Bulk data@DEE2

Bulk data dumps for each species are available via http here.

The data are in HDF5 format. HDF5 is ideal for storing and and accessing large and complex datasets. Within each of the HDF5 files, there will be three objects. "Bigmatrix" is the main data object and contains the gene expression data. In this type of data, the rows represent SRA runs, and the columns represent genes. The other two objects are the column names and row names. Changing format to HDF5 provides a few key benefits. Firstly, the old format was computationally very expensive to convert from long to wide format for downstream analysis.
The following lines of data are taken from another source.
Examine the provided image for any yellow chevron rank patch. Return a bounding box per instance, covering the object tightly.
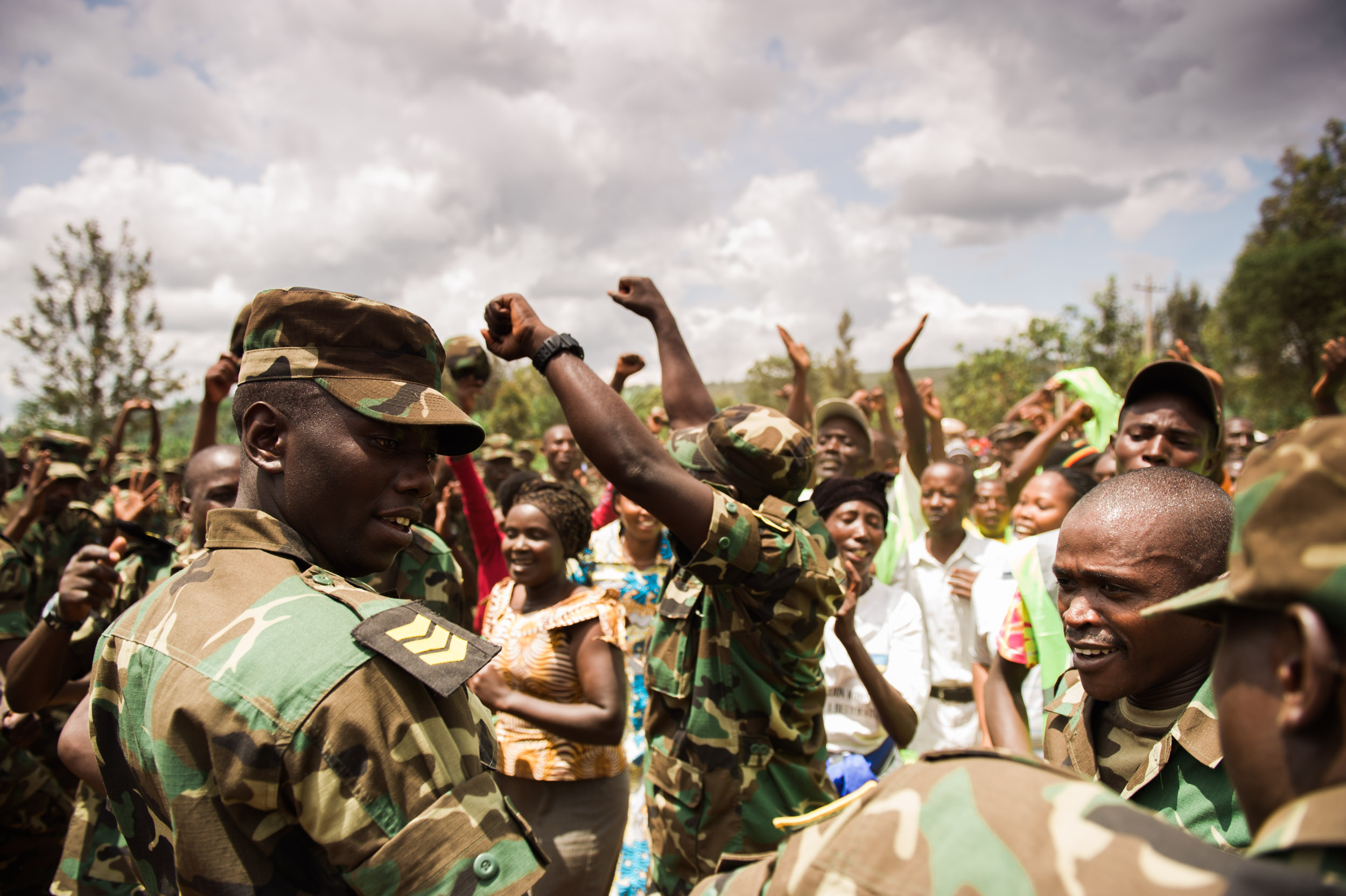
[352,601,501,697]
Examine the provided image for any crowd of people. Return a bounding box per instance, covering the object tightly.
[0,277,1346,896]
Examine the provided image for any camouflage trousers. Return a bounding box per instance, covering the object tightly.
[645,750,743,896]
[0,741,70,896]
[51,782,145,896]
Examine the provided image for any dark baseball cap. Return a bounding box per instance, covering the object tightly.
[1117,361,1222,439]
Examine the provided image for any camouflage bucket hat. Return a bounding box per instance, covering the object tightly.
[696,405,815,498]
[444,337,492,382]
[229,302,252,358]
[1141,417,1346,631]
[239,286,485,454]
[668,426,715,475]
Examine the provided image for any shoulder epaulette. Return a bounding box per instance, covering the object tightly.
[352,601,501,697]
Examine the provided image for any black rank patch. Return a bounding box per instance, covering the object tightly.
[350,601,501,697]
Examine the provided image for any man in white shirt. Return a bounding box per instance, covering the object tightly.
[893,461,1006,752]
[823,581,930,756]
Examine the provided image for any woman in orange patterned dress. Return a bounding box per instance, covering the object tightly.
[470,480,627,896]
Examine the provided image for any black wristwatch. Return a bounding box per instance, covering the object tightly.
[533,332,584,373]
[42,594,83,632]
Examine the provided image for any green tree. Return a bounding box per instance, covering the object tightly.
[947,318,1074,433]
[1061,277,1147,398]
[1206,118,1346,429]
[483,362,565,439]
[5,221,182,440]
[1155,280,1211,361]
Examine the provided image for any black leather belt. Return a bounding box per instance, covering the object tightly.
[930,685,976,704]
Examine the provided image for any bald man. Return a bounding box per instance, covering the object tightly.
[1043,465,1251,848]
[179,445,240,551]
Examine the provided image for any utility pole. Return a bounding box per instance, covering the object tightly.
[1136,275,1163,361]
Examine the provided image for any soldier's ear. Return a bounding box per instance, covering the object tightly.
[1276,603,1342,731]
[239,401,292,476]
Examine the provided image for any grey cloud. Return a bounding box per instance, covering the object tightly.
[896,163,1127,223]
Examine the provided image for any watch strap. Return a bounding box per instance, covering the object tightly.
[533,332,584,373]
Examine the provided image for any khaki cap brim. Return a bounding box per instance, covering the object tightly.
[1140,573,1238,620]
[314,377,486,456]
[47,460,89,481]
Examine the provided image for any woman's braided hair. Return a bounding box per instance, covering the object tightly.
[514,479,594,557]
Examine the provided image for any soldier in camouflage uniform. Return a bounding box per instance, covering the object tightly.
[361,524,475,629]
[19,429,101,626]
[51,445,239,896]
[84,289,544,895]
[486,296,843,893]
[1042,467,1251,849]
[695,750,1342,896]
[1144,417,1346,885]
[0,706,70,896]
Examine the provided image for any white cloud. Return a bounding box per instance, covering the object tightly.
[0,0,1346,414]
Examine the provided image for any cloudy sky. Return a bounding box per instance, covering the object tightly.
[0,0,1346,415]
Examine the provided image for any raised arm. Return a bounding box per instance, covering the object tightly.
[1313,337,1346,417]
[608,351,645,396]
[482,293,715,548]
[144,400,164,460]
[917,377,947,463]
[893,315,930,479]
[775,324,813,432]
[1004,400,1093,506]
[191,351,239,454]
[608,277,715,433]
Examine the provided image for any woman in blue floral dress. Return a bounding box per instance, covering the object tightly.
[571,495,673,896]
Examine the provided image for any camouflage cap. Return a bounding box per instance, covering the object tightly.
[239,286,485,454]
[668,426,715,475]
[1117,361,1222,439]
[1143,417,1346,631]
[478,432,518,463]
[32,429,93,464]
[47,460,89,481]
[444,337,492,382]
[229,302,252,358]
[813,398,874,449]
[695,405,815,498]
[109,451,159,483]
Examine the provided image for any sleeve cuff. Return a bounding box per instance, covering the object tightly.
[346,771,546,896]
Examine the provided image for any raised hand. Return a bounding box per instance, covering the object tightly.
[917,377,944,423]
[775,324,812,372]
[949,569,977,600]
[616,351,645,378]
[454,375,486,413]
[1168,339,1225,398]
[110,470,163,522]
[482,292,556,361]
[57,537,127,623]
[206,351,239,405]
[893,313,930,367]
[607,277,668,320]
[1313,337,1346,417]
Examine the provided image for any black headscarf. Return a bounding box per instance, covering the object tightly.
[813,472,893,519]
[514,479,594,557]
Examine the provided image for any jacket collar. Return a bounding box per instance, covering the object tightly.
[206,507,323,566]
[1044,669,1225,799]
[1248,785,1346,856]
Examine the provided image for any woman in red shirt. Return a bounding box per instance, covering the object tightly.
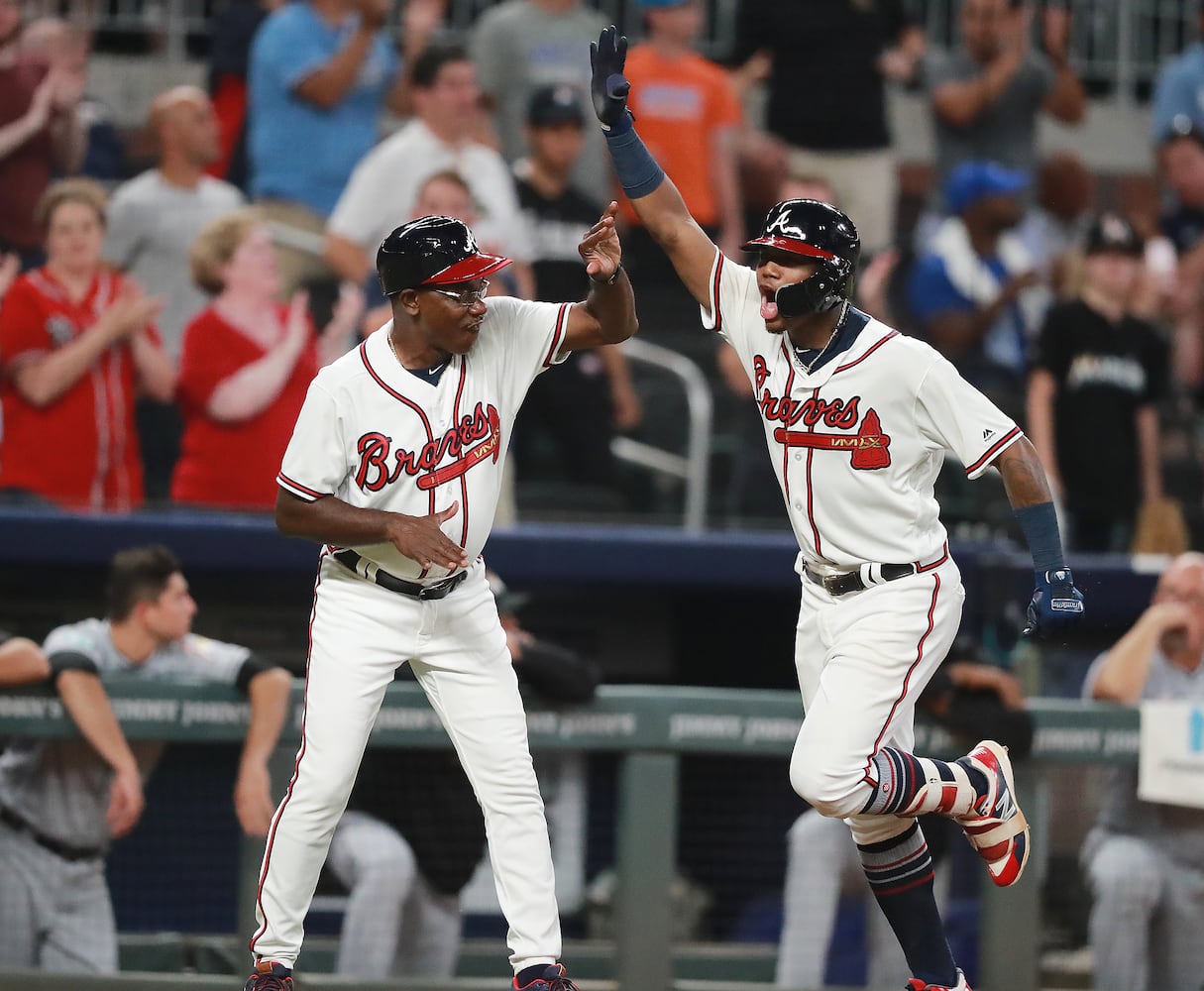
[0,179,174,511]
[171,208,363,509]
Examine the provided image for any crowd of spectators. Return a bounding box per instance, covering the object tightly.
[0,0,1204,549]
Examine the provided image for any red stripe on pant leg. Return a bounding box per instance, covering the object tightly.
[248,558,330,953]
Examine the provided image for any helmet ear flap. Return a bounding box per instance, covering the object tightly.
[774,262,852,317]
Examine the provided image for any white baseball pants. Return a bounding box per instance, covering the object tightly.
[251,555,561,972]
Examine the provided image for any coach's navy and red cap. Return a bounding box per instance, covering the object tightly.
[377,217,510,296]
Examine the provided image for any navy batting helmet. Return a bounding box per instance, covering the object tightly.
[377,217,510,296]
[741,200,861,317]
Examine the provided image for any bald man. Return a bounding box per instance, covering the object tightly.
[105,85,245,360]
[105,85,246,500]
[1082,552,1204,991]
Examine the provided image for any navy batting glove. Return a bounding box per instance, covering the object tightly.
[1024,569,1082,637]
[590,24,632,130]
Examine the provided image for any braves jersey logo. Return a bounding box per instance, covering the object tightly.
[754,387,891,471]
[355,402,502,493]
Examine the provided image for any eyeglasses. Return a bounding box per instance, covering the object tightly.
[419,278,489,309]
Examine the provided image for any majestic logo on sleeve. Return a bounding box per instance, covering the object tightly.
[355,402,502,493]
[758,388,891,471]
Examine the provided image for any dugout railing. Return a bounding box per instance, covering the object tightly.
[0,679,1139,991]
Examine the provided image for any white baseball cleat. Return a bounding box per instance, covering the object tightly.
[956,739,1031,888]
[903,970,972,991]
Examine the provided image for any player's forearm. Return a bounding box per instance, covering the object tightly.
[1025,369,1059,488]
[275,491,396,547]
[583,269,639,345]
[0,637,51,685]
[711,127,744,252]
[242,667,292,766]
[996,437,1053,509]
[56,671,138,772]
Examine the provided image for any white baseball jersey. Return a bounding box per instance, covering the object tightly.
[704,252,1021,572]
[276,296,572,581]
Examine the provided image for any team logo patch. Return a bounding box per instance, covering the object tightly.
[46,313,74,348]
[760,388,891,471]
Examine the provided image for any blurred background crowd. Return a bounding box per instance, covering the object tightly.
[0,0,1204,550]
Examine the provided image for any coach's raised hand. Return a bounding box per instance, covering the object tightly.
[590,24,632,131]
[385,502,469,571]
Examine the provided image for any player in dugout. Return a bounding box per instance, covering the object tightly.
[0,545,292,974]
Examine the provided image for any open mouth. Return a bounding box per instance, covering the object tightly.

HDF5 allows for random access without loading the entire object into memory. This will be a great benefit for end-users who want to analyse subsets of the bulk data. Also, HDF5 occupies less disk space. For kallisto counts (floating point), the saving is ~25%, but for STAR counts it can be up to 75% disk space saved. This change will allow us to continue adding samples to the database without the need to purchase additional cloud storage.


Corresponding metadata can be obtained here via http here. The files with the ".tsv" suffix are obtained from SRA and describe each run. The files with the ".tsv.cut" are a reduced metadata, which just contains the corresponding accession numbers and QC summary.


Data for studies with more than 4 runs are packaged as zip files and available here.